UK regulators have proposed new rules to make banks and payment firms more resilient to major problems in the wake of TSB’s IT meltdown.
MPs called for regulatory changes in October after repeated technological failures by lenders such as TSB, Visa, Barclays and RBS.
Today, the Bank of England (BoE) and the Financial Conduct Authority (FCA) proposed that banks and payment firms should have to identify their most important businesses and set the maximum level of disruption they would accept.
They would then have to lay out backup plans to make sure any disruption stays within these bounds.
FCA chief Andrew Bailey said: “Disruptive events can have a high impact on consumers and businesses so firms and financial market infrastructures need to know where the risks to their service delivery lie and to make sure that they are prepared for any service disruption by testing their planned response.”

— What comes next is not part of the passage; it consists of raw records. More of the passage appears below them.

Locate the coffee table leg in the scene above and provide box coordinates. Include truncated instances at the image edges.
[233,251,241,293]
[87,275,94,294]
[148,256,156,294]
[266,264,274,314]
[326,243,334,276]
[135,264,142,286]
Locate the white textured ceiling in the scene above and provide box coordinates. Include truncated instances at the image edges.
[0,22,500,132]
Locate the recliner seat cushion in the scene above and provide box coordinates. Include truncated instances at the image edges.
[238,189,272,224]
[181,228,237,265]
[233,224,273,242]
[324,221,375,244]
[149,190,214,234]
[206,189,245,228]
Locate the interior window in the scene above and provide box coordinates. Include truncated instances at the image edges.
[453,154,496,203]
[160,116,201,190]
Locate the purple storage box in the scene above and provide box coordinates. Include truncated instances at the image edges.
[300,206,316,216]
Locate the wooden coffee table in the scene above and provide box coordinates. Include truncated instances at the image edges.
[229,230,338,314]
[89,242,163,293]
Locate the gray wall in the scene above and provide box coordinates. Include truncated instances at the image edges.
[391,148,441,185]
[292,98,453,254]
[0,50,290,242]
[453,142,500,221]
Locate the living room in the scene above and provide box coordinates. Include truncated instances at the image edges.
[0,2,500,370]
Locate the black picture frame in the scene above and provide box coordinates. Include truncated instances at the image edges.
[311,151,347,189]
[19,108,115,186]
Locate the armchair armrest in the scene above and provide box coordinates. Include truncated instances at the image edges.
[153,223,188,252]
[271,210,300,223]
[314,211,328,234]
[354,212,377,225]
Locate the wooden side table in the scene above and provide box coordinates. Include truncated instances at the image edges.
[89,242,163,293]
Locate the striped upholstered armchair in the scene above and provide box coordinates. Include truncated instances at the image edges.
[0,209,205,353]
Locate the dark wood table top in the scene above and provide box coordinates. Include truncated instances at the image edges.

The regulators have submitted their proposals to the public for consideration.
Simon Chard, IT financial services partner at PwC, said the proposals could be big news for businesses.
“All firms will need to show that they understand their business and the impact that an operational shock could have on customers and the system as a whole,” he said.
“This could well be the regulatory challenge that impacts organisations’ operations the most, and no firm can afford to ignore it.”
“Don’t think this is just a cyber problem either. The regulators are interested regardless of the cause of disruption.”